Un sentiment causé par l’obsolescence programmée, une véritable bombe à retardement. Également appelée « désuétude planifiée », c’est une stratégie marketing vicieuse qui consiste à réduire délibérément la durée de vie d’un produit afin d’augmenter le taux de remplacement. D’après un rapport réalisé en 2018 par l’organisme à but non lucratif Équiterre, 81 % des consommateurs canadiens ne font pas réparer leurs appareils électroménagers s’ils se brisent, et seulement une personne sur quatre estime qu’il est bon de faire réparer ses appareils électroniques.
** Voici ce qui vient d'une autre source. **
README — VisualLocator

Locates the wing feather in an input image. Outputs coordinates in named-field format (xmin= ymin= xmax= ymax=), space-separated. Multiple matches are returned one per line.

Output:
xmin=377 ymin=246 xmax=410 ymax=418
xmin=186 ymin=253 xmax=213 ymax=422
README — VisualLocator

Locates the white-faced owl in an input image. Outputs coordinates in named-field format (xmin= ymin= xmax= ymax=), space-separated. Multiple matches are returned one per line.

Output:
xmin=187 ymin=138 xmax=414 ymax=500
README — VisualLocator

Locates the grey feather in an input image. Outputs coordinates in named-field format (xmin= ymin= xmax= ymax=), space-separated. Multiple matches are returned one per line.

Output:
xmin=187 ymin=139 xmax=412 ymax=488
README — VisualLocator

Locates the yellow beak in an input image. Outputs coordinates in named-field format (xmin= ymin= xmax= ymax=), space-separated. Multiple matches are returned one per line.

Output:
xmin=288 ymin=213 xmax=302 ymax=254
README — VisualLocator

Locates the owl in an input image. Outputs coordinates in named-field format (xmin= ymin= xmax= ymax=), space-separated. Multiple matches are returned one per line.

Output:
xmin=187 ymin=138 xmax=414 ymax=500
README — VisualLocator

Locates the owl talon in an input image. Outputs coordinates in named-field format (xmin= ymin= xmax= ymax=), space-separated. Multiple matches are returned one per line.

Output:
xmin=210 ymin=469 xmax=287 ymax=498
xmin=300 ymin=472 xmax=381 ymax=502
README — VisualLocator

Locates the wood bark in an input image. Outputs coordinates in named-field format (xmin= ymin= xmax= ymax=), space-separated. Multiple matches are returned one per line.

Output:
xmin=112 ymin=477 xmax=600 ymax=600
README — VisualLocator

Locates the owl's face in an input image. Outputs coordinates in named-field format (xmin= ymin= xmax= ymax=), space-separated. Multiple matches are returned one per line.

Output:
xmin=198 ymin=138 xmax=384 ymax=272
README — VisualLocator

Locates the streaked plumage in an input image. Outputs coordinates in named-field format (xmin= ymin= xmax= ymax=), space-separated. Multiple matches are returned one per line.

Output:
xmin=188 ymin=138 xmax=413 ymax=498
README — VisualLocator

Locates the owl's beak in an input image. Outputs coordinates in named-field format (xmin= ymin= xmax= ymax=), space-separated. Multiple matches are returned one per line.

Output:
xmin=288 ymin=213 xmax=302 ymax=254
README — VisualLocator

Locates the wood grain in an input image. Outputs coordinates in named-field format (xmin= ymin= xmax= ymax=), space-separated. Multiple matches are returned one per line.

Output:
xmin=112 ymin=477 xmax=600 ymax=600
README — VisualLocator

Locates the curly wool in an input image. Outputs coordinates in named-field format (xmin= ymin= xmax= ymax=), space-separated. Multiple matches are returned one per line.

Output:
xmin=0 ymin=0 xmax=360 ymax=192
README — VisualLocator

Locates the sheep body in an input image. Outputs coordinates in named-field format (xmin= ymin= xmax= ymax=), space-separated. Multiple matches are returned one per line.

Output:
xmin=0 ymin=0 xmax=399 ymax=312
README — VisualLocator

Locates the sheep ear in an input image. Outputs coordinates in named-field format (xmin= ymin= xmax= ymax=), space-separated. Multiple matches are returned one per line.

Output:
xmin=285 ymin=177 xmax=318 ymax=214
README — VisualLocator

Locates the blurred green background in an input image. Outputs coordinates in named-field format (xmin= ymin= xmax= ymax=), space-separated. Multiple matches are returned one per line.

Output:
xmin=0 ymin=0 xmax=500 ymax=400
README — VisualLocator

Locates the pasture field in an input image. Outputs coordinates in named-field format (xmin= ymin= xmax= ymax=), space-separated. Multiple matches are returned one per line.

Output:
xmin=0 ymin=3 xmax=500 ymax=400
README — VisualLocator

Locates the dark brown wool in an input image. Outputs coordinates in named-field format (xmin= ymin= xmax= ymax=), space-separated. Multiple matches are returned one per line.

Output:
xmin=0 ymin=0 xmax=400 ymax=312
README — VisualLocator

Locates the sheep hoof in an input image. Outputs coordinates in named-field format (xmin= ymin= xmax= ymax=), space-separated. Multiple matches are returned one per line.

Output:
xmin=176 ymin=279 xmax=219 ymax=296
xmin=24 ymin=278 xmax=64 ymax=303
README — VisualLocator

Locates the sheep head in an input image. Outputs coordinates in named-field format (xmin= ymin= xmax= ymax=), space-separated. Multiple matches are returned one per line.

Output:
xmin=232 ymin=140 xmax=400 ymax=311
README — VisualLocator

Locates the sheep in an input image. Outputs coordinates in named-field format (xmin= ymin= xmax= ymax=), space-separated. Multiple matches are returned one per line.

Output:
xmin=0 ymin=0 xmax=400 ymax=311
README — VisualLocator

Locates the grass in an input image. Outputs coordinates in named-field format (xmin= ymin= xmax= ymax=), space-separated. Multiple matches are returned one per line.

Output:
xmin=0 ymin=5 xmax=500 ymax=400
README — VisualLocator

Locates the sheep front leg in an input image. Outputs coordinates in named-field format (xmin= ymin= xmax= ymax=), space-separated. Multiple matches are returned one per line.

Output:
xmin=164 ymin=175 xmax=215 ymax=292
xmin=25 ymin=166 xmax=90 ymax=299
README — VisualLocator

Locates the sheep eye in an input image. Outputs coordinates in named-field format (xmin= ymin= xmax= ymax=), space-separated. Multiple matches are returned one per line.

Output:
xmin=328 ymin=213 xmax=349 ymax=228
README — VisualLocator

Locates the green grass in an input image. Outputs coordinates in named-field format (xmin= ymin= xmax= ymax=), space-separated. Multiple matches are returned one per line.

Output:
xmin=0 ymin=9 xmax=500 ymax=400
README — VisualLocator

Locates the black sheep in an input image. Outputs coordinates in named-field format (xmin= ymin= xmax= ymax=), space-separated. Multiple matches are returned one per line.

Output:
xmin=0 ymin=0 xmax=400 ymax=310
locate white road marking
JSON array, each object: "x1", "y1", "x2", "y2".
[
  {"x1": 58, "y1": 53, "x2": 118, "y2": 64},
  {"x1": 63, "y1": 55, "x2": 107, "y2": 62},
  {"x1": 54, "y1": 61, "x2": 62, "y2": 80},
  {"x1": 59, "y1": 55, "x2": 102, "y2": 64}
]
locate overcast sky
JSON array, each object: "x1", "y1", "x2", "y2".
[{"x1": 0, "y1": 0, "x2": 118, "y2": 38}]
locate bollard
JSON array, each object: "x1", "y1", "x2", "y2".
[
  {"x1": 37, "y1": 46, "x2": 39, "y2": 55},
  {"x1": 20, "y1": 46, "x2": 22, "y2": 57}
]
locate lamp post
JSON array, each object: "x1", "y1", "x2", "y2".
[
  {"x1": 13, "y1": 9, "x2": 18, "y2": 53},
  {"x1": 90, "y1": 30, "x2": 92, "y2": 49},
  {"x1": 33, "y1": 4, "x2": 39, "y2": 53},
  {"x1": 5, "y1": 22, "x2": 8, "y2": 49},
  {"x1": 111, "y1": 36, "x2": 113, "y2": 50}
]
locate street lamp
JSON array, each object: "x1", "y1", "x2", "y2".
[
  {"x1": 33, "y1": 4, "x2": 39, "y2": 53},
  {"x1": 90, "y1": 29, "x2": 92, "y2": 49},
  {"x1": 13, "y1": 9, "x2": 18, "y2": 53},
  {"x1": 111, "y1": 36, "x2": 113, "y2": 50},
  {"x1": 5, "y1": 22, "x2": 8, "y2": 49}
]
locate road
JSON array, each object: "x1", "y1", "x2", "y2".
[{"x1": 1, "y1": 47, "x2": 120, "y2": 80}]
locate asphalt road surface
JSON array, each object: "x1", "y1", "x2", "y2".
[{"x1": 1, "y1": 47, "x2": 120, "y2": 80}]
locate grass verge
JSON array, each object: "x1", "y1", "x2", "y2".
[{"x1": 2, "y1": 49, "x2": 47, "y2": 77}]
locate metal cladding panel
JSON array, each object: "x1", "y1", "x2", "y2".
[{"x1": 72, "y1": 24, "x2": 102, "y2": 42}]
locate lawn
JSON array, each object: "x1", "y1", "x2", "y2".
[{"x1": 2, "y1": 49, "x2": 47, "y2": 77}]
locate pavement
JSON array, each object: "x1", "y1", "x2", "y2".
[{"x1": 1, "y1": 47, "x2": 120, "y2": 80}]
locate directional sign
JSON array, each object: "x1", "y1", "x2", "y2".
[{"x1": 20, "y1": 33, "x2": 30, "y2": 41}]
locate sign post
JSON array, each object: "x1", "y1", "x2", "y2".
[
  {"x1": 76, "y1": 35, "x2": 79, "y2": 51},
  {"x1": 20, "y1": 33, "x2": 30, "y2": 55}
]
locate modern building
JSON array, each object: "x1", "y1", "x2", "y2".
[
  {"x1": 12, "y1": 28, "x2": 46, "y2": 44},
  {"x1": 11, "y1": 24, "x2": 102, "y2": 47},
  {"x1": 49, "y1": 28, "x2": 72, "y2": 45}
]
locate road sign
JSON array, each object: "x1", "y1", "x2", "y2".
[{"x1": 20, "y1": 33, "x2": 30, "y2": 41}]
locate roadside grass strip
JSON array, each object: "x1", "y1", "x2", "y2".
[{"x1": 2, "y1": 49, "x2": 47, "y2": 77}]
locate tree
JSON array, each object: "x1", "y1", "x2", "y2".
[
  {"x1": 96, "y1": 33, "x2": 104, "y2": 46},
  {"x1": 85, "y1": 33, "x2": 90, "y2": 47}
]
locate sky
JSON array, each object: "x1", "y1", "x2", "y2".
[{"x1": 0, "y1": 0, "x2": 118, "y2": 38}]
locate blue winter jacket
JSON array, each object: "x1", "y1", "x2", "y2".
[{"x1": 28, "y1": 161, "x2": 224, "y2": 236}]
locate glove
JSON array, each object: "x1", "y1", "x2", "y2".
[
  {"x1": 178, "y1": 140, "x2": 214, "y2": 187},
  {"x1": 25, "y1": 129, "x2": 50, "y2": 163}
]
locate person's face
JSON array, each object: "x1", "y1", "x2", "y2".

La majorité des clients préfère en acheter de nouveaux et contribuer à la culture du jetable au détriment de l’environnement.
Sensible à cet enjeu, Frédérik Beaudry, une élève en production télévisuelle s’est récemment créée un compte Instagram sur lequel elle vend des accessoires fabriqués à la main à partir de tissus principalement trouvés en friperie. Initiée par sa grand-mère, qui était couturière de métier, elle a baptisé sa machine à coudre en son honneur. Frédérik craint toutefois que cette pratique soit du passé, « parfois je me demande, est-ce que ça va s’éteindre ? ». La couture est en voie d’extinction. Un phénomène qu’elle a remarqué au sein de sa propre famille. « Ma mère ne sait pas coudre, c’est comme si ça avait sauté une génération », explique-t-elle.
Frédérik espère que ses créations vont contribuer au renouveau de cette tradition qui, de fil en aiguille, s’est perdue. Un souhait partagé par Jeannick et le propriétaire du Big Bazar. Une ruée vers le rétro qui suscite la joie des commerçants de seconde main comme M. Leduc… ou pas.
« Quand je les vends trop vite, je suis déçu. J’aimerais ça les contempler un petit peu plus longtemps. »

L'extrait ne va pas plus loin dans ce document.